Its kinda been amazing here, since I been back, people are more receptive to me, and nicer. I have several luncheon dates and people who have called out of nowhere wanting to see me and talk to me. I met lovely people at the Show I did, and one took me to lunch today and told me that she wanted my help with some plastic surgery knowledge from there. So I plan on setting her up with one I heard about, from two of my friends there who have used him and see what the costs are for her, I would too! myself get a tummy tuck! maybe I will if Its less than What I expect! I saw one of my friends tummy and it was flawless. Shocking to for the price?? but everything in the USA IS SO OVERRATED... can you tell I am so done?
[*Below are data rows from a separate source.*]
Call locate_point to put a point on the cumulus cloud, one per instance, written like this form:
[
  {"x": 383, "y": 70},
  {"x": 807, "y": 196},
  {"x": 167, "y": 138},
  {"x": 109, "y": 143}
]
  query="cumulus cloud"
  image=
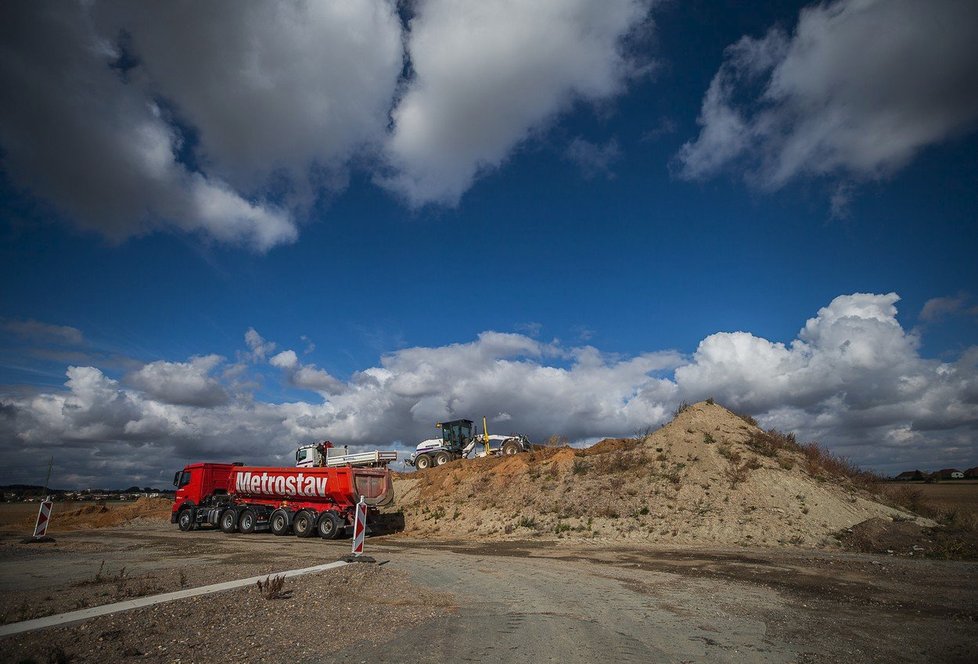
[
  {"x": 857, "y": 90},
  {"x": 105, "y": 91},
  {"x": 309, "y": 376},
  {"x": 938, "y": 308},
  {"x": 181, "y": 383},
  {"x": 488, "y": 74},
  {"x": 231, "y": 120},
  {"x": 853, "y": 378}
]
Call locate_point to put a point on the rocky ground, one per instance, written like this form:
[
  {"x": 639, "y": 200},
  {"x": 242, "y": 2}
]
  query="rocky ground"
[
  {"x": 708, "y": 477},
  {"x": 507, "y": 601},
  {"x": 708, "y": 540}
]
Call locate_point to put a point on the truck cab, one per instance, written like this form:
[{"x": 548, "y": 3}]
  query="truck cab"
[{"x": 199, "y": 484}]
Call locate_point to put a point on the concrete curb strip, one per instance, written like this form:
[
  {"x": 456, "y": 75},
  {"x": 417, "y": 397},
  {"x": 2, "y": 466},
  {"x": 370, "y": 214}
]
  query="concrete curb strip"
[{"x": 105, "y": 609}]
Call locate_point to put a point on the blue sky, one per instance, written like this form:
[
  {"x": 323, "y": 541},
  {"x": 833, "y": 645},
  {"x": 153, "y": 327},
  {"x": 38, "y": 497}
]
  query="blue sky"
[{"x": 557, "y": 218}]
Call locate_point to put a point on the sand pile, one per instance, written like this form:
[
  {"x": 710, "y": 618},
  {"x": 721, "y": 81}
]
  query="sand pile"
[
  {"x": 708, "y": 477},
  {"x": 65, "y": 516}
]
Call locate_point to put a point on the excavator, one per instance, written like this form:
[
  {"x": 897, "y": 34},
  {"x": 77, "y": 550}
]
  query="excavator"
[{"x": 458, "y": 441}]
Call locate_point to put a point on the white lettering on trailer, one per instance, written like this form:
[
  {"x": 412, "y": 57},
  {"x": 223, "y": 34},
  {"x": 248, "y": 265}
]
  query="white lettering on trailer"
[{"x": 277, "y": 485}]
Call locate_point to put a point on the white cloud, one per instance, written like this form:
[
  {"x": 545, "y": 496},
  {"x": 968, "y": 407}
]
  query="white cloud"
[
  {"x": 853, "y": 378},
  {"x": 269, "y": 90},
  {"x": 941, "y": 307},
  {"x": 229, "y": 120},
  {"x": 309, "y": 376},
  {"x": 287, "y": 359},
  {"x": 39, "y": 332},
  {"x": 489, "y": 74},
  {"x": 181, "y": 383},
  {"x": 857, "y": 90}
]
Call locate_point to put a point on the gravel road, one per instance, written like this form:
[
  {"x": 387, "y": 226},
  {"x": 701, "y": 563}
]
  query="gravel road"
[{"x": 500, "y": 602}]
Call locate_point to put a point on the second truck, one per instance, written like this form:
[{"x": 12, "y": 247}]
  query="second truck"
[{"x": 459, "y": 440}]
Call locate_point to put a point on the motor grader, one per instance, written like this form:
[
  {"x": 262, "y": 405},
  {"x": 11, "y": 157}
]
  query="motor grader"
[{"x": 459, "y": 439}]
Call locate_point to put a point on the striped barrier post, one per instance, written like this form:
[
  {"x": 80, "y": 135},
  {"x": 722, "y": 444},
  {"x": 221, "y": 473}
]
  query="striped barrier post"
[
  {"x": 359, "y": 527},
  {"x": 43, "y": 518}
]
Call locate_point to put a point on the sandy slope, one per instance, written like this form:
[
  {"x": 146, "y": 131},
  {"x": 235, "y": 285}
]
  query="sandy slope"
[{"x": 702, "y": 479}]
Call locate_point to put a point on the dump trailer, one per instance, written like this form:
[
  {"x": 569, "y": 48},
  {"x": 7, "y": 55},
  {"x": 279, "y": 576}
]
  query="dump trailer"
[{"x": 304, "y": 501}]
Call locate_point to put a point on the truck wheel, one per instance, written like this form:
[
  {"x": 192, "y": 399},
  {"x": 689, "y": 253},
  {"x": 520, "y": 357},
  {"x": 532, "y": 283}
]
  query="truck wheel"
[
  {"x": 279, "y": 522},
  {"x": 302, "y": 524},
  {"x": 246, "y": 522},
  {"x": 229, "y": 521},
  {"x": 185, "y": 520},
  {"x": 329, "y": 525},
  {"x": 511, "y": 447}
]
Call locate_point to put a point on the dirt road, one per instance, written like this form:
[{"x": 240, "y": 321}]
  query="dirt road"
[{"x": 508, "y": 602}]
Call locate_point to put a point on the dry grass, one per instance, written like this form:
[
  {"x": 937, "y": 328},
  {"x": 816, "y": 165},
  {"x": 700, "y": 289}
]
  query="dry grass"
[{"x": 273, "y": 587}]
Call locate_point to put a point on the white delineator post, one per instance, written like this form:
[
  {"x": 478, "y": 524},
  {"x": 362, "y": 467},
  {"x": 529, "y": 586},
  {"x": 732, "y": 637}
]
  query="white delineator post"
[
  {"x": 359, "y": 527},
  {"x": 43, "y": 517}
]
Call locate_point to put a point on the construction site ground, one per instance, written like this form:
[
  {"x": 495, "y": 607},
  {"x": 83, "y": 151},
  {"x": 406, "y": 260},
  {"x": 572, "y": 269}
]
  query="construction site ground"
[{"x": 503, "y": 601}]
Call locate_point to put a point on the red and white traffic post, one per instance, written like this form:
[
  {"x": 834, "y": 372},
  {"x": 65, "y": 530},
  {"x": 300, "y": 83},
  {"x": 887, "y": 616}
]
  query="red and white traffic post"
[
  {"x": 43, "y": 518},
  {"x": 359, "y": 527}
]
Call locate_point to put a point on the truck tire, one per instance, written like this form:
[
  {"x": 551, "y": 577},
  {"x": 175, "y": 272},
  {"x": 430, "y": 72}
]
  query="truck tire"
[
  {"x": 278, "y": 523},
  {"x": 229, "y": 521},
  {"x": 246, "y": 522},
  {"x": 302, "y": 524},
  {"x": 330, "y": 525},
  {"x": 185, "y": 520}
]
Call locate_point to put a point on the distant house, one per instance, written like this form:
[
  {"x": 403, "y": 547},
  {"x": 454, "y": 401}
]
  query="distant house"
[{"x": 948, "y": 474}]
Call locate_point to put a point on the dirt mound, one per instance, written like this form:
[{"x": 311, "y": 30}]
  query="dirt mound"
[
  {"x": 104, "y": 515},
  {"x": 907, "y": 538},
  {"x": 709, "y": 476}
]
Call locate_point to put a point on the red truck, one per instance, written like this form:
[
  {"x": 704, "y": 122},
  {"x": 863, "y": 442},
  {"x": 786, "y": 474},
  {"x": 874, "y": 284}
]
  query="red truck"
[{"x": 305, "y": 501}]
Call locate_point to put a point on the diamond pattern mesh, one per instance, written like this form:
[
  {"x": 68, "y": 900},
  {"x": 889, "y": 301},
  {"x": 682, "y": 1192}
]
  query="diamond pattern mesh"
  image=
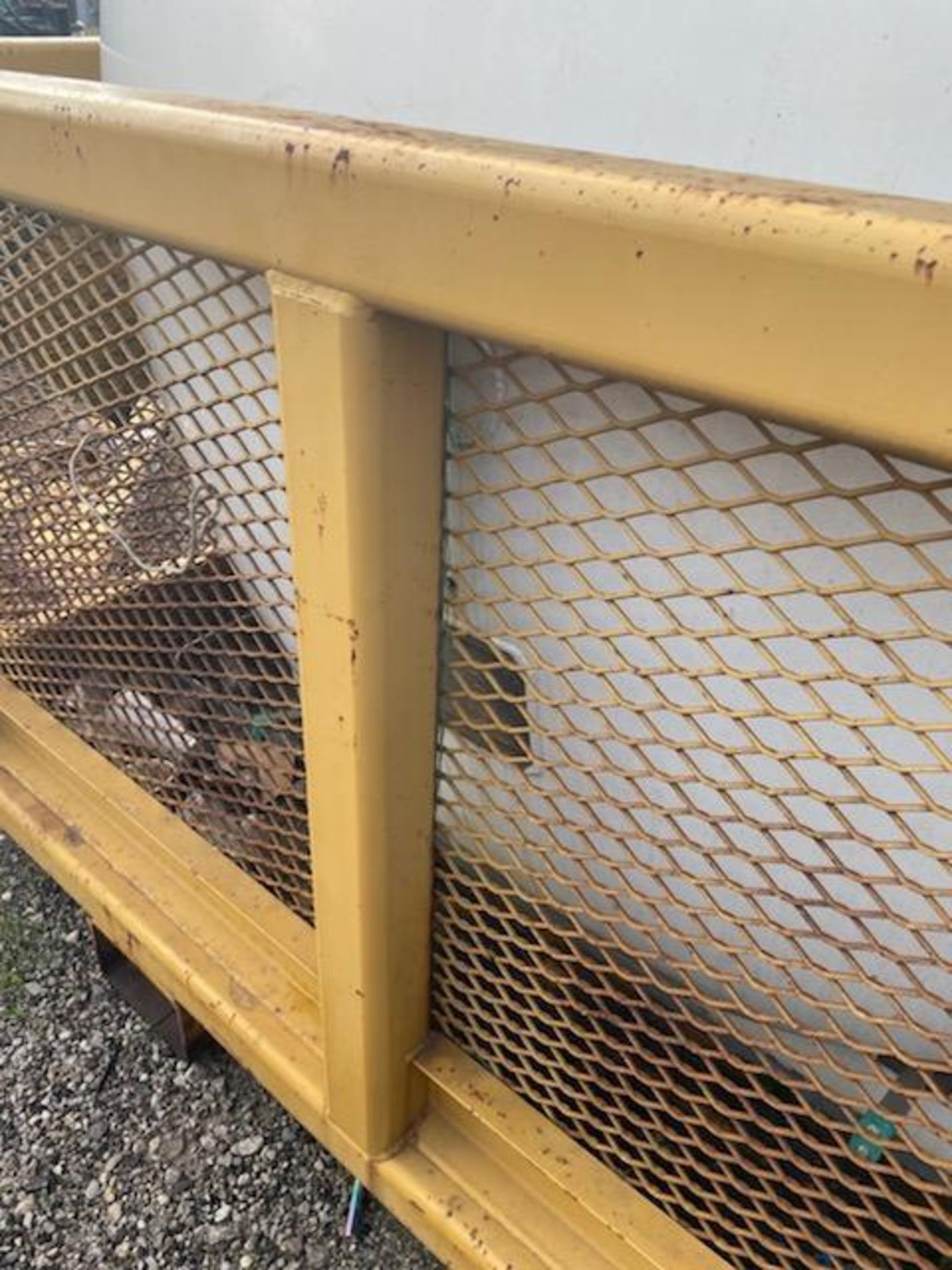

I drove to California for Thanksgiving with Brandon,Sara, Kelsey and Jarvus and saw some of my family. This move has made changes and has effected many people, weather they realize it or not but my brother whom I have not talked to for 11 years because of bad situations on his behalf and his life, got resolved though this move and through the visit to Calif. It also caused my other sister to be more receptive to me, my sister pecca, was effected too, and now were on great terms. The kids are more thoughtfull and respectfull towards me, so I believe that this move was the right thing to do. For the time being it is right and I hope I can stay for a good length of time to regenerate my spirit, my health and my mind.

I really want that Restuarant to be a focus there, so I am shooting as I was before I left the first time for that. Then the house...

I have been eating crapy so I don't want to write about it, the conditions of my health are showing by it too. I really need to eat better!

Saying a Prayer now about the house and the van all the other things I need to have resolved.